The literature review is no longer a meaningful student assignment. Neither, arguably, is the annotated bibliography. Generative AI tools complete both with speed and competence that make them poor vehicles for assessing student learning. But if these familiar assignments have run their course, what replaces them, and what does that mean for how we teach in the social sciences?
The answer lies in recovering what research design actually is: not a set of technical procedures, but a sequence of deliberate analytical decisions made under conditions of uncertainty, constraint, and ethical responsibility. When we teach it that way, AI becomes a resource to think with rather than a shortcut that renders assessment meaningless.
The proposed session is organized around three interconnected themes. First, we examine how to intentionally integrate AI tools at specific stages of the research design process.

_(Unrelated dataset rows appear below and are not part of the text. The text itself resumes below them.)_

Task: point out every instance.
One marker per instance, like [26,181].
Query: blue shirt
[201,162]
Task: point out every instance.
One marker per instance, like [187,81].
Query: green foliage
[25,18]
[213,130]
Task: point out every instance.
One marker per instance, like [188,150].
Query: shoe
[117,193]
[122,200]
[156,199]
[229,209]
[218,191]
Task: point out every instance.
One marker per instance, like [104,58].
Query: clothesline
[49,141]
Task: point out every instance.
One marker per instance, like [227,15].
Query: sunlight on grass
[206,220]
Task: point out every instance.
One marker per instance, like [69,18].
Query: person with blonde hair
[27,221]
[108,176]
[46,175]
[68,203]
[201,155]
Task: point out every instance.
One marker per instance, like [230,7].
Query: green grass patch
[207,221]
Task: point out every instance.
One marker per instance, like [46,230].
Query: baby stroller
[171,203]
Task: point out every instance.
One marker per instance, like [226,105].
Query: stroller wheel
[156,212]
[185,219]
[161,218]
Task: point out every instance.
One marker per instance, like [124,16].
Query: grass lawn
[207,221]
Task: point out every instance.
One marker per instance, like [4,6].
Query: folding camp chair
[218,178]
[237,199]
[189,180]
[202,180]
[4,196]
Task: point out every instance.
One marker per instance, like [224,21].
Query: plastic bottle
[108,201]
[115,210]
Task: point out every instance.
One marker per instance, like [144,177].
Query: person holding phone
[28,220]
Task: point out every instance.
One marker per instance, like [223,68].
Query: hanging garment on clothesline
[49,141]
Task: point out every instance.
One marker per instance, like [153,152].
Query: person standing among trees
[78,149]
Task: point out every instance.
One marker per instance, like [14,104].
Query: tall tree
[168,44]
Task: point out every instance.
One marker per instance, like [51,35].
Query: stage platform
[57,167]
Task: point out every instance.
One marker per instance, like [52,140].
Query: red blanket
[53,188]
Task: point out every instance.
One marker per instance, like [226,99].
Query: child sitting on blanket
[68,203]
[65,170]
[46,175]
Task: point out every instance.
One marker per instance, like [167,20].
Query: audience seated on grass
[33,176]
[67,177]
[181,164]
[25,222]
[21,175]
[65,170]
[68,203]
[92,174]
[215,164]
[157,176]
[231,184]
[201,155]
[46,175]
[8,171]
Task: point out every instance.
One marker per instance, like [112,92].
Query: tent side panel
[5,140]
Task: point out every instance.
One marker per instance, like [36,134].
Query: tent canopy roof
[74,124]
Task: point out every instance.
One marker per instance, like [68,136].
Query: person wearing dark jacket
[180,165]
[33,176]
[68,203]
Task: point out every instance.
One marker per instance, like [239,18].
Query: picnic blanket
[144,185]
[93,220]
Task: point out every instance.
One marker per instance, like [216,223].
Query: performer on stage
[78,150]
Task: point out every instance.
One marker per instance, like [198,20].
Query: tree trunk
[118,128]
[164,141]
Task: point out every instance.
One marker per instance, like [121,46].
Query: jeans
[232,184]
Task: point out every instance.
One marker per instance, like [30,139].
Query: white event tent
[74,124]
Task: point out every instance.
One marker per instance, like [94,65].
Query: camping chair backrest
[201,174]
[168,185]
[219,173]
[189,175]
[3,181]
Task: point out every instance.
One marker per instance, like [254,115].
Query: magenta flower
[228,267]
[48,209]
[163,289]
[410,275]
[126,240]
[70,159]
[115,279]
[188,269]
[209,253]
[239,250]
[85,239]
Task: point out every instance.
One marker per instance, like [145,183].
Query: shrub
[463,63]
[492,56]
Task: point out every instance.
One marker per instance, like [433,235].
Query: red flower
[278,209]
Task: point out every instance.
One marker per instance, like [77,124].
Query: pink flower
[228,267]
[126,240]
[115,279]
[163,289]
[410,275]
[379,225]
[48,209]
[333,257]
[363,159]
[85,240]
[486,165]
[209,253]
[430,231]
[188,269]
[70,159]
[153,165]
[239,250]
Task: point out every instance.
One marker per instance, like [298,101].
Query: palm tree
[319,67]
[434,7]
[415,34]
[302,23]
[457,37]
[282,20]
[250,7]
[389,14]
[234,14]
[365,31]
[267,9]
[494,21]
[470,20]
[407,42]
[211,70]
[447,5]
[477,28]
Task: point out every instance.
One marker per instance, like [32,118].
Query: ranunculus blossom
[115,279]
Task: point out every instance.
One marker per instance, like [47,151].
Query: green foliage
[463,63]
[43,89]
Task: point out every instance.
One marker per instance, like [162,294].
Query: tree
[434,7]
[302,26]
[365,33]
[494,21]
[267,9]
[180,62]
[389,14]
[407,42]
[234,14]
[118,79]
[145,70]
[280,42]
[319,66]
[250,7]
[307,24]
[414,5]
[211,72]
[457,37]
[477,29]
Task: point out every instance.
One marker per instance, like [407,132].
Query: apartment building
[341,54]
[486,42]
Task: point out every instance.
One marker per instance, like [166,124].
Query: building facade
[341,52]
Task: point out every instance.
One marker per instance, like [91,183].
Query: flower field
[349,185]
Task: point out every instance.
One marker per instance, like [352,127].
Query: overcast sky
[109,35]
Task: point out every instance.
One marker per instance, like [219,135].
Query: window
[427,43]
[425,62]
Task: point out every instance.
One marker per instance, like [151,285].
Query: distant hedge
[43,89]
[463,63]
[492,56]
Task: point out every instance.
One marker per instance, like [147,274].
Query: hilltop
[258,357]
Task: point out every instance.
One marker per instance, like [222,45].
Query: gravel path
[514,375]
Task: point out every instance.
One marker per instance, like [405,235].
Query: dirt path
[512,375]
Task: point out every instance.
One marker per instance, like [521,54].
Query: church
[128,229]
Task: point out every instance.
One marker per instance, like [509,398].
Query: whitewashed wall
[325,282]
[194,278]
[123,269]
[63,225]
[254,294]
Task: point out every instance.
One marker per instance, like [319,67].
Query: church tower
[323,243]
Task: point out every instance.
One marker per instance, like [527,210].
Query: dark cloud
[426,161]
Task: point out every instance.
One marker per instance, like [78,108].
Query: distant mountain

Problem formulation, literature mapping, comparison of methodological options, and data collection instrument design each present distinct opportunities for AI-assisted learning, as well as distinct risks.
Second, we consider how to selectively develop research design components for different student populations and purposes. The analytical demands of undergraduate versus graduate work differ meaningfully, as do scholarship-oriented versus practice-oriented research. AI tools can be calibrated accordingly, or misused in ways that flatten those distinctions.
Third, the session makes the case for research question development as the most productive site of AI-resistant, process-oriented learning and assessment across the social sciences. Formulating a good research question requires iteration, judgment, and disciplinary knowledge that AI cannot substitute. Centering assessment here gives students and instructors a foothold that generative tools cannot easily erode.
This session is designed for social science faculty at any level, including those teaching methods, theory, area studies, or applied policy, who are rethinking how to design assignments and assessments that elevate critical thinking and human judgment when AI is already in the room. Attendees will leave with a practical framework for intentionally integrating AI at specific stages of the research design process, strategies for calibrating that integration to different student populations and course purposes, and a concrete approach to centering research question development as an AI-resistant site of deep learning.